Robert J. Sawyer is one of my favorite science-fiction writer ever since I discovered the Neanderthal Parallax trilogy: Hominids / Humans / Hybrids (highly recommended). I have worked my way through almost everything he has written and getting a new book by him is always a source of great anticipation.
His latest book, WWW: Wake is the first volume in another trilogy to come. Because it is a first volume, there is a lot of exposition work being done throughout. Different narrative threads are initiated without coming to any conclusions (the Chinese storyline or the Hobo storyline). I guess we’ll have to wait for that in the next volume.
The story, in this first installment, focuses on Caitlin Decter, a blind American teenager, who undergoes an experimental procedure that allows her to regain sight in one eye. However, in addition to seeing the real world, Caitlin becomes also able to see the World Wide Web (if they ever make a movie out of this, the visuals to represent Websight – seeing the web – should be interesting). Furthermore, there seems to be something more than the Web. Some form of consciousness has emerged as well and is getting smarter pretty fast.
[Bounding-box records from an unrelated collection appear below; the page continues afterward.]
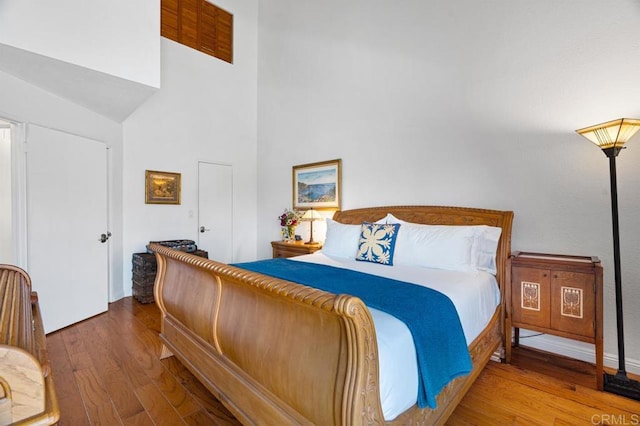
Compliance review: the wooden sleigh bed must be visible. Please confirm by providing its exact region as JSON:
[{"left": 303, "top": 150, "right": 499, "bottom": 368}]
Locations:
[{"left": 149, "top": 206, "right": 513, "bottom": 425}]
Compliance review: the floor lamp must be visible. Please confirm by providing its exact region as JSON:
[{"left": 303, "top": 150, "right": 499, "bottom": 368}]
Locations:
[{"left": 576, "top": 118, "right": 640, "bottom": 401}]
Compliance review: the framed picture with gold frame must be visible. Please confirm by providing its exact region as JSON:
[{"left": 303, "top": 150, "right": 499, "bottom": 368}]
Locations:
[
  {"left": 144, "top": 170, "right": 180, "bottom": 204},
  {"left": 293, "top": 159, "right": 342, "bottom": 210}
]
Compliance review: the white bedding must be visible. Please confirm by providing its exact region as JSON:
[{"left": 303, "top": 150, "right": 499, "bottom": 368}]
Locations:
[{"left": 291, "top": 251, "right": 500, "bottom": 421}]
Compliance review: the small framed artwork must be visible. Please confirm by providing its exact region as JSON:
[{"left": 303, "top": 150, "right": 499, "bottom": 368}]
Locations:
[
  {"left": 144, "top": 170, "right": 180, "bottom": 204},
  {"left": 293, "top": 159, "right": 342, "bottom": 210}
]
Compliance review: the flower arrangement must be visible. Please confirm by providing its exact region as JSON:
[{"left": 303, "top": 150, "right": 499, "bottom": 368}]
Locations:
[
  {"left": 278, "top": 209, "right": 302, "bottom": 241},
  {"left": 278, "top": 209, "right": 302, "bottom": 226}
]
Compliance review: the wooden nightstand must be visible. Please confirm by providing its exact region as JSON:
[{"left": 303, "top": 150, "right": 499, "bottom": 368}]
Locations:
[
  {"left": 271, "top": 241, "right": 322, "bottom": 259},
  {"left": 505, "top": 252, "right": 603, "bottom": 390}
]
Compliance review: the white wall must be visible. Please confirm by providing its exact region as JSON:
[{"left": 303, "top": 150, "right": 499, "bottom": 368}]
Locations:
[
  {"left": 0, "top": 71, "right": 122, "bottom": 300},
  {"left": 0, "top": 0, "right": 160, "bottom": 87},
  {"left": 258, "top": 0, "right": 640, "bottom": 370},
  {"left": 0, "top": 125, "right": 15, "bottom": 264},
  {"left": 123, "top": 0, "right": 257, "bottom": 294}
]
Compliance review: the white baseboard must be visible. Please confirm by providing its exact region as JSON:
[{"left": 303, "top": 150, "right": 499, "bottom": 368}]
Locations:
[{"left": 520, "top": 330, "right": 640, "bottom": 375}]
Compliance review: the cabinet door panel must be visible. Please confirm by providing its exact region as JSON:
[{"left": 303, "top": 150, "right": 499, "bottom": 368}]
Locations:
[
  {"left": 511, "top": 267, "right": 550, "bottom": 327},
  {"left": 551, "top": 271, "right": 595, "bottom": 337}
]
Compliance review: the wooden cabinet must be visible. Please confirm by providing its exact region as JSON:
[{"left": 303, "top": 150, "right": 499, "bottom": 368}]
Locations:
[
  {"left": 271, "top": 241, "right": 322, "bottom": 259},
  {"left": 505, "top": 252, "right": 603, "bottom": 389}
]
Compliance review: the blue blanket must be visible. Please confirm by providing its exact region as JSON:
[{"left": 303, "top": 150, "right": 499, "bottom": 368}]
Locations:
[{"left": 235, "top": 259, "right": 472, "bottom": 408}]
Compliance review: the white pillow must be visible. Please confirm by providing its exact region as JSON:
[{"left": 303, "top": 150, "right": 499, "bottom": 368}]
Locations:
[
  {"left": 322, "top": 218, "right": 361, "bottom": 259},
  {"left": 394, "top": 222, "right": 475, "bottom": 271},
  {"left": 471, "top": 225, "right": 502, "bottom": 275},
  {"left": 386, "top": 213, "right": 502, "bottom": 275}
]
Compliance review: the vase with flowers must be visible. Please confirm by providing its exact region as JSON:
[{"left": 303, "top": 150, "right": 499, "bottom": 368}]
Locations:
[{"left": 278, "top": 209, "right": 302, "bottom": 241}]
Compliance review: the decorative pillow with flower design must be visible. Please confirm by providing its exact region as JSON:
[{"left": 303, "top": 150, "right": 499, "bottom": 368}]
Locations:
[{"left": 356, "top": 222, "right": 400, "bottom": 266}]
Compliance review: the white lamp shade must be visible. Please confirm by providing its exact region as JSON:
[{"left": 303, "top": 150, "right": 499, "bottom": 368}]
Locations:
[
  {"left": 302, "top": 209, "right": 322, "bottom": 220},
  {"left": 576, "top": 118, "right": 640, "bottom": 149}
]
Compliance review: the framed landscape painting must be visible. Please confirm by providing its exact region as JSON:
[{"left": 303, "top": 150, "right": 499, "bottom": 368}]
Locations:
[
  {"left": 293, "top": 159, "right": 342, "bottom": 210},
  {"left": 144, "top": 170, "right": 180, "bottom": 204}
]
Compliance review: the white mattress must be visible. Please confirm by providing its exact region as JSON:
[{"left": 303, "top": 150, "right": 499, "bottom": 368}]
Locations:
[{"left": 291, "top": 251, "right": 500, "bottom": 421}]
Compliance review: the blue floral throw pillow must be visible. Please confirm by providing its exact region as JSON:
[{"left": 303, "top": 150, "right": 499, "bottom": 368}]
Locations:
[{"left": 356, "top": 222, "right": 400, "bottom": 266}]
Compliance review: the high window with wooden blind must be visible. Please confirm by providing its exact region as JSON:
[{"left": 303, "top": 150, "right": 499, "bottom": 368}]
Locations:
[{"left": 160, "top": 0, "right": 233, "bottom": 63}]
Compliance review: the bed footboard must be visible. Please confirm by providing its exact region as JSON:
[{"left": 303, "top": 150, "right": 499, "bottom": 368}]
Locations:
[{"left": 150, "top": 244, "right": 384, "bottom": 425}]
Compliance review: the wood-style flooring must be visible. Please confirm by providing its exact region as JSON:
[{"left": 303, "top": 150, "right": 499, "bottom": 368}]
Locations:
[{"left": 47, "top": 297, "right": 640, "bottom": 426}]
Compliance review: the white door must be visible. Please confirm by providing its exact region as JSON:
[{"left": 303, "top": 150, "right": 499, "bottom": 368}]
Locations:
[
  {"left": 26, "top": 125, "right": 109, "bottom": 333},
  {"left": 198, "top": 161, "right": 233, "bottom": 263}
]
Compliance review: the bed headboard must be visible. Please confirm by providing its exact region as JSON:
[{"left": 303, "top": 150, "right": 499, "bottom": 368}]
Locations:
[{"left": 333, "top": 206, "right": 513, "bottom": 290}]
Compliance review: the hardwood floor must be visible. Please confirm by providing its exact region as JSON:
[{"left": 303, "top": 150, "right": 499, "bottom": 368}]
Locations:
[{"left": 47, "top": 297, "right": 640, "bottom": 426}]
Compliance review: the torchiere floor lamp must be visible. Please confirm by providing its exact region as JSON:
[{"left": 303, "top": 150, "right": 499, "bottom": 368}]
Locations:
[{"left": 576, "top": 118, "right": 640, "bottom": 401}]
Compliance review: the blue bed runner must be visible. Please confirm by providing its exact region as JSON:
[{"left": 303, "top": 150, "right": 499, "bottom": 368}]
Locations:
[{"left": 234, "top": 259, "right": 472, "bottom": 408}]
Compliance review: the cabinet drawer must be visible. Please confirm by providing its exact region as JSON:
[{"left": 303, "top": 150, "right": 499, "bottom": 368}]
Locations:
[
  {"left": 551, "top": 271, "right": 596, "bottom": 337},
  {"left": 511, "top": 267, "right": 551, "bottom": 328}
]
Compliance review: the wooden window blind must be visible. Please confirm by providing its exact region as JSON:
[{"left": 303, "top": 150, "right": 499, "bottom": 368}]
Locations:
[{"left": 160, "top": 0, "right": 233, "bottom": 63}]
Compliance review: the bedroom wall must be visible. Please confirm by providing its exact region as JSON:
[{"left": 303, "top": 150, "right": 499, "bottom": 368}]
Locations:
[
  {"left": 0, "top": 0, "right": 160, "bottom": 87},
  {"left": 0, "top": 71, "right": 122, "bottom": 300},
  {"left": 258, "top": 0, "right": 640, "bottom": 372},
  {"left": 122, "top": 0, "right": 258, "bottom": 295}
]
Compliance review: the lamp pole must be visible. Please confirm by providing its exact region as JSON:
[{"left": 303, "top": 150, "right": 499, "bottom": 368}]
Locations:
[{"left": 602, "top": 147, "right": 640, "bottom": 400}]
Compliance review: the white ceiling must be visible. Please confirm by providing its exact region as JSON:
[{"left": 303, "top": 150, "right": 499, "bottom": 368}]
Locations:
[{"left": 0, "top": 44, "right": 158, "bottom": 123}]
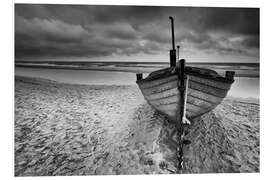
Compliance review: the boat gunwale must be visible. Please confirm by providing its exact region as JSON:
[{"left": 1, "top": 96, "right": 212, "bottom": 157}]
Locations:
[{"left": 136, "top": 66, "right": 234, "bottom": 84}]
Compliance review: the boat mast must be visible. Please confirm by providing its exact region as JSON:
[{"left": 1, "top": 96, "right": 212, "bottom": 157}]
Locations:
[
  {"left": 169, "top": 16, "right": 176, "bottom": 67},
  {"left": 177, "top": 45, "right": 180, "bottom": 60}
]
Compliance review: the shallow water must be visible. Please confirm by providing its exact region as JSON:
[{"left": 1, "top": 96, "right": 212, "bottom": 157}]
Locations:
[{"left": 15, "top": 67, "right": 260, "bottom": 98}]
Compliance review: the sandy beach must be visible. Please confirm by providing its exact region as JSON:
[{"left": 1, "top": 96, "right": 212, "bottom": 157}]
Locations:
[{"left": 15, "top": 76, "right": 260, "bottom": 176}]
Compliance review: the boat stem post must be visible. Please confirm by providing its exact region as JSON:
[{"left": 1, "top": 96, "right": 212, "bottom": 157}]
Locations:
[
  {"left": 177, "top": 59, "right": 186, "bottom": 173},
  {"left": 225, "top": 71, "right": 235, "bottom": 80},
  {"left": 136, "top": 73, "right": 143, "bottom": 81}
]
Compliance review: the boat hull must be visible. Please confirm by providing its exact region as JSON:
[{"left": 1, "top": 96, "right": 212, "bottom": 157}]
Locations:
[{"left": 137, "top": 66, "right": 233, "bottom": 122}]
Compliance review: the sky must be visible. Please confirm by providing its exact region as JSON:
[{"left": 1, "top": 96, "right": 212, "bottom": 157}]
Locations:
[{"left": 15, "top": 4, "right": 259, "bottom": 63}]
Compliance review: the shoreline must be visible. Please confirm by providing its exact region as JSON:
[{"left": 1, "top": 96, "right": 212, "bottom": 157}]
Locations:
[{"left": 15, "top": 76, "right": 259, "bottom": 176}]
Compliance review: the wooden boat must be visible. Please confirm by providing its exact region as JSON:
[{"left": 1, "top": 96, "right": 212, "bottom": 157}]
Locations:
[
  {"left": 137, "top": 17, "right": 234, "bottom": 124},
  {"left": 137, "top": 63, "right": 234, "bottom": 122}
]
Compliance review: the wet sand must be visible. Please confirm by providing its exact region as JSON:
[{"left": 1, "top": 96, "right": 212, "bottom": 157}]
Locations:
[{"left": 15, "top": 77, "right": 259, "bottom": 176}]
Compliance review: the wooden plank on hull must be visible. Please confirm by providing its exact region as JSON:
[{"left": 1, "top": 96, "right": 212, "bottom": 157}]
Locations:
[
  {"left": 142, "top": 88, "right": 179, "bottom": 101},
  {"left": 187, "top": 96, "right": 214, "bottom": 107},
  {"left": 142, "top": 81, "right": 177, "bottom": 95},
  {"left": 188, "top": 89, "right": 223, "bottom": 104},
  {"left": 188, "top": 81, "right": 228, "bottom": 98},
  {"left": 189, "top": 75, "right": 231, "bottom": 90},
  {"left": 155, "top": 103, "right": 177, "bottom": 112},
  {"left": 138, "top": 75, "right": 177, "bottom": 89},
  {"left": 150, "top": 95, "right": 179, "bottom": 105}
]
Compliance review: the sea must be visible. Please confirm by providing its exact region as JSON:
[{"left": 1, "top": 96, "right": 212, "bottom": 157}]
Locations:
[{"left": 15, "top": 61, "right": 260, "bottom": 99}]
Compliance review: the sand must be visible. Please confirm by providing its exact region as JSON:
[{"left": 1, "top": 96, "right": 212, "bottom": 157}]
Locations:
[{"left": 15, "top": 77, "right": 259, "bottom": 176}]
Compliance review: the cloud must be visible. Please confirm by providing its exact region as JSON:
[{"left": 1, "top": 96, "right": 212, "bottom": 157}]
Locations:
[{"left": 15, "top": 4, "right": 259, "bottom": 58}]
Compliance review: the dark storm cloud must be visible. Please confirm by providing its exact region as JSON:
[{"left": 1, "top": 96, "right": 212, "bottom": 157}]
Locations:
[{"left": 15, "top": 4, "right": 259, "bottom": 58}]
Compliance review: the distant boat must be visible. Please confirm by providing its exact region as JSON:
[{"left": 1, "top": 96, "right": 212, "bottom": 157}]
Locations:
[
  {"left": 137, "top": 66, "right": 234, "bottom": 122},
  {"left": 136, "top": 17, "right": 235, "bottom": 124}
]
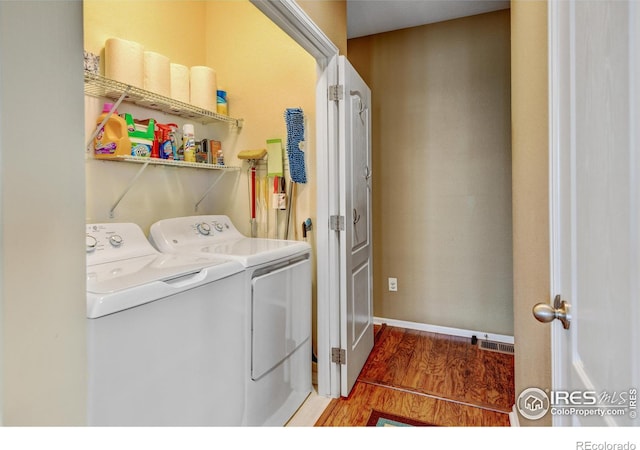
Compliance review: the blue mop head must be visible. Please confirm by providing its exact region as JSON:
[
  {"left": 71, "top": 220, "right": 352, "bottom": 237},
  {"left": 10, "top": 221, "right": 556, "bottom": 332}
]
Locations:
[{"left": 284, "top": 108, "right": 307, "bottom": 183}]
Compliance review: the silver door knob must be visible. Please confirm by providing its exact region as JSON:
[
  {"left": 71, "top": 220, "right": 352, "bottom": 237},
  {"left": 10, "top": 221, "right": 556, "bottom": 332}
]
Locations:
[{"left": 533, "top": 295, "right": 571, "bottom": 330}]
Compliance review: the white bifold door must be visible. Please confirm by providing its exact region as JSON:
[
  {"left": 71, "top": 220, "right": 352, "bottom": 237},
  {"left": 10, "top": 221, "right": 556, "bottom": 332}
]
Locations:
[
  {"left": 549, "top": 0, "right": 640, "bottom": 426},
  {"left": 336, "top": 56, "right": 373, "bottom": 396}
]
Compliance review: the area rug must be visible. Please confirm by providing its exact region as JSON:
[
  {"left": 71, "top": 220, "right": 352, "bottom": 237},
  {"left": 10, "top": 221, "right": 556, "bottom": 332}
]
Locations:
[{"left": 367, "top": 409, "right": 433, "bottom": 427}]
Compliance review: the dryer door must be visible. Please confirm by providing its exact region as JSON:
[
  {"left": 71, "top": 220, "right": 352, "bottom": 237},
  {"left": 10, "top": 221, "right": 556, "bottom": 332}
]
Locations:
[{"left": 251, "top": 259, "right": 311, "bottom": 381}]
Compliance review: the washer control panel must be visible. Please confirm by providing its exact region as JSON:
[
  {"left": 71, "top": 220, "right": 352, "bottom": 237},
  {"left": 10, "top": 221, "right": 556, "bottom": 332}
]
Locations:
[
  {"left": 150, "top": 215, "right": 245, "bottom": 252},
  {"left": 86, "top": 223, "right": 157, "bottom": 265}
]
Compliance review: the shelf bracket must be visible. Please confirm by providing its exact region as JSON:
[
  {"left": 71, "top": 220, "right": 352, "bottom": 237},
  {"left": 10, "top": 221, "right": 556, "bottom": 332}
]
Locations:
[
  {"left": 85, "top": 86, "right": 131, "bottom": 151},
  {"left": 109, "top": 161, "right": 149, "bottom": 219},
  {"left": 194, "top": 171, "right": 227, "bottom": 212}
]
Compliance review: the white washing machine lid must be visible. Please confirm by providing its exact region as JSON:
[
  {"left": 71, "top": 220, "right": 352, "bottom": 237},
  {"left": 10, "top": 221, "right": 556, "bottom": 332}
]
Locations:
[
  {"left": 87, "top": 254, "right": 244, "bottom": 319},
  {"left": 86, "top": 223, "right": 244, "bottom": 319},
  {"left": 150, "top": 215, "right": 311, "bottom": 267},
  {"left": 190, "top": 238, "right": 311, "bottom": 267}
]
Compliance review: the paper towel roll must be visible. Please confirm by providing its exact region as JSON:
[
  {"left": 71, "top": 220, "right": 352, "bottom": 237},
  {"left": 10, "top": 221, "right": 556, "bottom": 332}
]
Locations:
[
  {"left": 171, "top": 63, "right": 190, "bottom": 103},
  {"left": 190, "top": 66, "right": 218, "bottom": 112},
  {"left": 144, "top": 52, "right": 171, "bottom": 97},
  {"left": 104, "top": 38, "right": 144, "bottom": 88}
]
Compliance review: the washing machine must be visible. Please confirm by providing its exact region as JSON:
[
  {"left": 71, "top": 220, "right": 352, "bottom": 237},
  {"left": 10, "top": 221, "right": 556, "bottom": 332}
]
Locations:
[
  {"left": 149, "top": 215, "right": 312, "bottom": 426},
  {"left": 86, "top": 223, "right": 246, "bottom": 426}
]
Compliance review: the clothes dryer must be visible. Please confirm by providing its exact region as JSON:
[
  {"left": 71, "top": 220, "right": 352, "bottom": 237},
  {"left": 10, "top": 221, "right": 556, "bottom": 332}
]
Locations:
[
  {"left": 150, "top": 215, "right": 312, "bottom": 426},
  {"left": 86, "top": 223, "right": 246, "bottom": 426}
]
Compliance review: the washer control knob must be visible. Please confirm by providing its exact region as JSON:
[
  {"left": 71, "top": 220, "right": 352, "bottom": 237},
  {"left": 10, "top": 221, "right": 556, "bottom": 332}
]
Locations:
[
  {"left": 196, "top": 222, "right": 211, "bottom": 236},
  {"left": 109, "top": 234, "right": 123, "bottom": 247},
  {"left": 87, "top": 234, "right": 98, "bottom": 253}
]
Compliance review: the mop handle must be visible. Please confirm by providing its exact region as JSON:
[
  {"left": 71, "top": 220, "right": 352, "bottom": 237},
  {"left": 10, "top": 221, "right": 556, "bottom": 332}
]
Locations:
[{"left": 251, "top": 166, "right": 256, "bottom": 219}]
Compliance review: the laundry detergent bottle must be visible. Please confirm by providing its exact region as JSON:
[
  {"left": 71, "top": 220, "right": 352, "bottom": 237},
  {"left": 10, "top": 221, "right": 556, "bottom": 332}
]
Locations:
[{"left": 93, "top": 103, "right": 131, "bottom": 159}]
This, of course, lays out a few question that, I am guessing, the next volumes will tackle. What is the entity, exactly? What kind of moral being is it? What are its intentions (now that it can figure that out)?
The book spends a lot of space on Caitlin herself, giving her multiple layers and complexities. She is a teenager, with all the baggage that goes with that. She suffers from having an aloof father (who, we learn later, is actually autistic) and a bright mother who gave up her own professional ambitions. Caitlin is also a math genius and thoroughly a millenial whose disability does not seem an impairment when it comes to using Web 2.0 stuff. Having positioned her as such a stable character, then, the book focuses on her adaptation to being able to see (both the real world and the Web).
This is a common pattern for Sawyer. Several of his books are constructed in a similar fashion: an internal transformation of the main character drives the plot. This is also the case in Rollback, Minscan, or Frameshift. These transformations involve personal questioning regarding identity and morality as well as one’s place in the world. The pattern is from the inside out.
This is somewhat the opposite pattern that is found in Robert Charles Wilson’s work when the transformation is usually social first, impacting everyone (and the main characters) in different fashion (from the outside in). Which is why the sociologist in me is usually a little happier with RCW’s work… which is why I initially said that sawyer is one of my favorites. RCW holds the title (Julian Comstock can’t arrive fast enough). Robert Sawyer is a solid number two.
That being said, Wake is, like all of Sawyer’s novels I have read, a page-turner. The least interesting parts, to me, were the initial monologues of the web-dwelling entity. The whole book is first-person narrations from the different characters involved: Caitlin, the entity, Shoshanna the primatologist, or Sinanthropus the Chinese blogger.
So, Sawyer has laid out a trail of crumbs for us. What is the link between all these things: a blind girl regaining her sight, a web-dwelling entity getting smarter, a Chimp who can paint portraits, a Chinese blogger constantly trying to dodge the police state? And what does this all have to do with an epidemic in China? There are other chracters involved, who are also not, thankfully, caricatures: Caitlin’s parents, Dr Kuroda (the Japanese scientist whose procedure restored Caitlin’s vision), Dr Qang Li the Chinese epidemiologist in charge of monitoring the brutal epidemic in a rural region of China or even Caitlin’s Muslim friend, Bashira, not to forget Hobo the primate.
It is indeed a rich novel, with multiple layers that will probably tackle the ideas that seem dear to Sawyer (consciousness, for instance) all woven into an entertaining narrative. I hope he churns out the next volumes of the trilogy faster than Charles Stross with the Merchant Princes series.